Second, invest in solid tech books. The tricky part was knowing what I needed since I still don’t know exactly how all the pieces fit together. So far the O’Reilly books are amazing- no surprise there.
*If you live in SF, you can access the Safari Books online free with a library card.
Right now, my little library consists of :
Learning Python: Powerful Object-Oriented Programming
CSS Pocket Reference: Visual Presentation for the Web (Pocket Reference (O’Reilly))

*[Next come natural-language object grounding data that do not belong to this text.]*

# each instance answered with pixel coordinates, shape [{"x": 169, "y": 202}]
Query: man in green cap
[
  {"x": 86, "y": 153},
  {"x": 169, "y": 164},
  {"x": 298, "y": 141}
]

****Building iPhone Apps with HTML, CSS, and JavaScript: Making App Store Apps Without Objective-C or Cocoa - absolutely great book!
(and Python Programming for the Absolute Beginner, 3rd Edition - but this was a gift and I haven’t had a chance to really check it out thoroughly)
For docs:
For me personally, the Building iPhone Apps with HTML,CSS, and JavaScript book connected a ton of dots. The last few weeks I have played around with Django as a frame work, working through tutorials- just trying to get a better feel for the environment.
What I am thinking is:
Mobile HTML app run on Django.
Anyone have any problems/advice with that? or references for jQuery?
I’ll have to get much better at my CSS & Javascript…
Gandhi:
A man is but the product of his thoughts what he thinks, he becomes.